From the front seat of their van—the pop-punk rock outfit’s version of a dorm room, Dan “Soupy” Campbell elaborates on his feelings about TGG.
“We always want to step up our game. On a whole, I think it’s lyrically stronger, it’s more personal. Melodically, I concentrated on trying to space out some of the vocal lines to give it some room to breath.”
For better or worse, the days of one guitar, bass and drums seem to be slowly dying off. According to Campbell, there’s more instrumental experimentation on the new record as well. “This record is a lot more bass heavy,” he says. “We started growing into the idea of three guitars. There’s more piano and bells.”

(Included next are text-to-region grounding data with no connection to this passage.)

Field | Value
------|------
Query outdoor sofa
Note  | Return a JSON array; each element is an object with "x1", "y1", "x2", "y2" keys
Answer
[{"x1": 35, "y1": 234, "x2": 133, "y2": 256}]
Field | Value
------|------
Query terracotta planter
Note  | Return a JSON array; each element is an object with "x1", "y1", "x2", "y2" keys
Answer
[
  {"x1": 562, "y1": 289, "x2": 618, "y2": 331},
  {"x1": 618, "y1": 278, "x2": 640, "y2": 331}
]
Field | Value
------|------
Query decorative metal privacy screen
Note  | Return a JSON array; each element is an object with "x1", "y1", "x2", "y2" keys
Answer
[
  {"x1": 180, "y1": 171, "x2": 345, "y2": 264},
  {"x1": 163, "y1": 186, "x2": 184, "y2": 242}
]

“Because of some lineup changes, this is the second record where the six of us could sit down again and make it happen,” chimes in bassist Josh Martin, who had quietly been sitting in the backseat playing on his iPad. “We were able to focus more on what we wanted to do.”
Though every TWY record to date has proved to be a calculated, dynamic work of pop-punk mastery, their live show is a bit less combed. It’s raw, sweaty and
impassioned. But most importantly, it’s genuine.
“If you’re up there faking it, everyone’s going to know. We just try to be as honest and passionate as possible because that’s how we feel about our music,” Martin says. “It’s a chance for us to release all that pent up emotion.”
A crammed Empire belted out songs spanning the entire catalog for a sweaty, emotive ninety minutes. Mosh pits stirred, relaxed and stirred again as a continuous rotation climbed on stage and leapt haphazardly into the front row. To some mild disappointment, TWY didn’t perform any new songs but Campbell promised that they would soon be back for Warped Tour. The band is scheduled to play the main stage for all dates.
If you haven’t checked out The Wonder Years, do so ASAP and be on the lookout for their new album, The Greatest Generation, which releases via Hopeless May 14.
Thanks to Josh Martin and Dan Campbell for taking the time to talk to DCML.